In various studies performed on rats, calorie restriction and IT have indicated the possibility of increasing lifespan up to 30%! (Collier). The reason for this goes back to energy expenditure. The more energy the body wastes on digesting food, the less energy it puts towards regulating and defending the other crucial functions that keep the body healthy, such as detoxing the cells. When the energy actually goes to maintenance, it can extend the body’s lifespan.
As well as increased lifespan, IT subjects have shown improvement in motor functioning and neural plasticity. Subjects showed greater learning capabilities and better results in memory tasks. One study in its conclusion states,
“FR [food restriction] not only extends life span, but increases resistance of the brain to insults that involve metabolic compromise and excitotoxicity,” (Bruce-Keller).
There are several more studies showing numerous health benefits associated with calorie restriction and IT, (Anson)(Wegmen).
The last benefit of IT, really a pretty obvious one, is that it helps aid weight loss. Naturally, when the body intakes less calories and spends more time get rid of the excess and unhealthy fat in the body, the person will lose weight. It is important to note, however, that the calories that are eaten should be from plant-based nutrition full of antioxidants and phytochemicals. The body needs good nutrition to thrive properly and to aid its optimal functioning.
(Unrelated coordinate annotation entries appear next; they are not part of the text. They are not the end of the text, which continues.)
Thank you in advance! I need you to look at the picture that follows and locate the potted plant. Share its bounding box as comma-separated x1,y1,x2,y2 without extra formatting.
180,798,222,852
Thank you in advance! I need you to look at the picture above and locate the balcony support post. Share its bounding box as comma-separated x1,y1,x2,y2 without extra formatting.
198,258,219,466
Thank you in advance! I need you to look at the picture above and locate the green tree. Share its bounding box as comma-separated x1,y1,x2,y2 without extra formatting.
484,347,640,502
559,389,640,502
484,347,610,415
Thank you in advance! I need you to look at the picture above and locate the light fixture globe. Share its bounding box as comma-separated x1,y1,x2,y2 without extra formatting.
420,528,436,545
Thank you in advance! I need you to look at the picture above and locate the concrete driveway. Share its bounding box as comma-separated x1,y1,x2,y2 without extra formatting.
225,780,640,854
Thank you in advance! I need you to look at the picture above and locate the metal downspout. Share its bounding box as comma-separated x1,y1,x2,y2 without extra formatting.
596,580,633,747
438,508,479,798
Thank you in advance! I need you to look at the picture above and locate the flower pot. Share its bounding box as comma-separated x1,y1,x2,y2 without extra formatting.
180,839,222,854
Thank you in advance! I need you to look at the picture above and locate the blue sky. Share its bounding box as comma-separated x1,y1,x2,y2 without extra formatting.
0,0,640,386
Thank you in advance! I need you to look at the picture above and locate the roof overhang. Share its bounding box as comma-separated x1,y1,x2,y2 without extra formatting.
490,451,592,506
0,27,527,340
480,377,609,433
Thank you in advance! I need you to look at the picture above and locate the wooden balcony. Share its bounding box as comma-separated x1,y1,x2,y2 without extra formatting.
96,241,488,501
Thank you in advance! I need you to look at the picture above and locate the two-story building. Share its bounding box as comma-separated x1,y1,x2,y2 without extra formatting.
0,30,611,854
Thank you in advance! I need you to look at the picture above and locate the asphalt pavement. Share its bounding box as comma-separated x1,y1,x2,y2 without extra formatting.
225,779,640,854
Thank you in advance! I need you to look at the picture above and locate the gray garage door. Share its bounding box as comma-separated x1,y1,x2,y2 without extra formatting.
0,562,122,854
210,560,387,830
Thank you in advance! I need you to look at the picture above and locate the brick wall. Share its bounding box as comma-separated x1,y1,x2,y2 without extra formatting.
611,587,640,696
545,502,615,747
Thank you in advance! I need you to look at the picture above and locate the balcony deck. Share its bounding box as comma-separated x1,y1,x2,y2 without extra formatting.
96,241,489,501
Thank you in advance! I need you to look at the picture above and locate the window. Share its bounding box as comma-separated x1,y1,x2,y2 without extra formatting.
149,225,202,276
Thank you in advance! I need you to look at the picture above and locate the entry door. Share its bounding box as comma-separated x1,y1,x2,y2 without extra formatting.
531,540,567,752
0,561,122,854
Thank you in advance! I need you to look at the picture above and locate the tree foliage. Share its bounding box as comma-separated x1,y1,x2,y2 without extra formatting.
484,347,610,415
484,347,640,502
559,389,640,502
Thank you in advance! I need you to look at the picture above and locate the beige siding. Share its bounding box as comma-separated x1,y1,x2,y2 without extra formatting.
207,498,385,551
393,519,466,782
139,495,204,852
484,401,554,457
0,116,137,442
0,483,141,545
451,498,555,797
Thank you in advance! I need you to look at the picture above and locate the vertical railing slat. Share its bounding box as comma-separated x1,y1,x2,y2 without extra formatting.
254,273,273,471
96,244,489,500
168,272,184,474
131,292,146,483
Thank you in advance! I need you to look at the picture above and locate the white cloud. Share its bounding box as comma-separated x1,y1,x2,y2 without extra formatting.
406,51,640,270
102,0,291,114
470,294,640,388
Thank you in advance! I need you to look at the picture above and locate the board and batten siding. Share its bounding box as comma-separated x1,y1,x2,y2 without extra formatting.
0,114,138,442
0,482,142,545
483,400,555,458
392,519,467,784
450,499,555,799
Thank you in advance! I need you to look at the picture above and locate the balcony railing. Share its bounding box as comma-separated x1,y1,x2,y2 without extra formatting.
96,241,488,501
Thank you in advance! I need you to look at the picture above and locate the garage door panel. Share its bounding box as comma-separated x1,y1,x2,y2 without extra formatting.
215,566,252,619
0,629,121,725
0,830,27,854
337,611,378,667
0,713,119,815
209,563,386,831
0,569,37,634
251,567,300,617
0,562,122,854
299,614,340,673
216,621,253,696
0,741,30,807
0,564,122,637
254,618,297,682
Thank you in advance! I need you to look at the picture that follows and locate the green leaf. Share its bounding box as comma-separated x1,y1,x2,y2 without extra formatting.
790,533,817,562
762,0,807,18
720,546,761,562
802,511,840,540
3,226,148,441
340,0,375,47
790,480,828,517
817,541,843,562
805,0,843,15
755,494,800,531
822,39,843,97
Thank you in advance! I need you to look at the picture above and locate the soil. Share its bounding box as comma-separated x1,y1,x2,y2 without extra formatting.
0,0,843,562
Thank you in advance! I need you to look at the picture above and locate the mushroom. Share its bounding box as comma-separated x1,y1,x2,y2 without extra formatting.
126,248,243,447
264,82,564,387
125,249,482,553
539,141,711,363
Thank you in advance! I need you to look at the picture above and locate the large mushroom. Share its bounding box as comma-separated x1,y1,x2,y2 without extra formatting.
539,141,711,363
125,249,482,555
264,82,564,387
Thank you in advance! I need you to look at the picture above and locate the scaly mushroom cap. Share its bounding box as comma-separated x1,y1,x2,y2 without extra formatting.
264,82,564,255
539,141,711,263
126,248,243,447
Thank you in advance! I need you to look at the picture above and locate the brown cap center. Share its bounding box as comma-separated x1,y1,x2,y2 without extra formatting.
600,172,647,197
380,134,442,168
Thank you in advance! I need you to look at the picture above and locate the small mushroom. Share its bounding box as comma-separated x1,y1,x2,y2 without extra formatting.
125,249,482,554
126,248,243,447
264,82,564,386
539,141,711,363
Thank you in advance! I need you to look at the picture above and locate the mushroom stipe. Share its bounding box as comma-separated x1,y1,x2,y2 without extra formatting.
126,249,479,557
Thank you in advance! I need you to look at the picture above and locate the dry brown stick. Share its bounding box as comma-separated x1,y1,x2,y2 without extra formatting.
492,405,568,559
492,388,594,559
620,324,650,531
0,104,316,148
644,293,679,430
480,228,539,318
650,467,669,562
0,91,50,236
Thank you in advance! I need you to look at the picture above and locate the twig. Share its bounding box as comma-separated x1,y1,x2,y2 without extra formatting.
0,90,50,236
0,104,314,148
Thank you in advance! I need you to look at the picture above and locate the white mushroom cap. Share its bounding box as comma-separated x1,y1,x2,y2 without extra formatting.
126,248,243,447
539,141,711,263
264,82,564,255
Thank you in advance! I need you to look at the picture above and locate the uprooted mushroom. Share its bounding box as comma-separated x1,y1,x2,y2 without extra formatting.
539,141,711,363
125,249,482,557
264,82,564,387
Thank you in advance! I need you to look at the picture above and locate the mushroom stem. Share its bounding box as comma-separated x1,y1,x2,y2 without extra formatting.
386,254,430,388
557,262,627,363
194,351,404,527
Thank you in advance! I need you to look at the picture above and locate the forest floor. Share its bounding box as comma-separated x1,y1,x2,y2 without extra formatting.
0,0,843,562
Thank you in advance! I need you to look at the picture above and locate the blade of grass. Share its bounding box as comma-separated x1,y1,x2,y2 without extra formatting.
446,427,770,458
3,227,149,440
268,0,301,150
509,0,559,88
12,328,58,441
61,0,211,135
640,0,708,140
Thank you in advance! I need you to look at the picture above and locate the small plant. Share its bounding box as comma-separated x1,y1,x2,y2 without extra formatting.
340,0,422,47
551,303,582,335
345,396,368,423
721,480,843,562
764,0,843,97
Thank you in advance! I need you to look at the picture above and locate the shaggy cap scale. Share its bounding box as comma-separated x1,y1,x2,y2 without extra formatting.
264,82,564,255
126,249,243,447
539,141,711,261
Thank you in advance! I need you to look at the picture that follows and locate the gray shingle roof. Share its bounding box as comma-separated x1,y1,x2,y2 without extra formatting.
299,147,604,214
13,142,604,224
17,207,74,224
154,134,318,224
Examples of different intermittent fasting schedules:
- 8-hour window of eating followed by a 16-hour window of fasting (only water).
- 10/12-hour window of eating followed by a 14/12-hour window of fasting (NOT EVEN WATER)
- 5 days of normal eating followed by 2 days of calorie restriction to 500-600
- 6 days of normal eating followed by 1 day of fasting (only water)
- 1 day of normal eating followed by 1 day of calorie restriction to 500-600
- 3 days of fasting per month (one glass cold-pressed juice at lunch only) with normal eating the rest of the month
You can try each one of these and find what works for you. I have found success in both the 8-hour window followed by the 16-hour fast and the 6 days eating followed by 1 day of fasting. I highly recommend making the 1 day of fasting a day that you will be tempted the least. If you are someone who goes out a lot on Saturdays, I wouldn’t choose that as your fasting day!
Have fun with calorie restriction and intermittent fasting. This isn’t meant to be only for those who have a Spartan like will power. What works for you might not work for the next person, but it is up to you to try!
As always, it is recommended to consult with your physician before changing up your diet in significant way. We also include intermittent fasting in our Consciously Nutritious program (link here) if you are interested in a comprehensive look at nutrition.
Bruce‐Keller, Annadora J., Gloria Umberger, Robert McFall, and Mark P. Mattson. “Food restriction reduces brain damage and improves behavioral outcome following excitotoxic and metabolic insults.” Annals of neurology 45, no. 1 (1999): 8-15.
Anson, R. Michael, Zhihong Guo, Rafael de Cabo, Titilola Iyun, Michelle Rios, Adrienne Hagepanos, Donald K. Ingram, Mark A. Lane, and Mark P. Mattson. “Intermittent fasting dissociates beneficial effects of dietary restriction on glucose metabolism and neuronal resistance to injury from calorie intake.” Proceedings of the National Academy of Sciences 100, no. 10 (2003): 6216-6220.
Wegman, Martin P., Michael H. Guo, Douglas M. Bennion, Meena N. Shankar, Stephen M. Chrzanowski, Leslie A. Goldberg, Jinze Xu et al. “Practicality of intermittent fasting in humans and its effect on oxidative stress and genes related to aging and metabolism.” Rejuvenation research 18, no. 2 (2015): 162-172.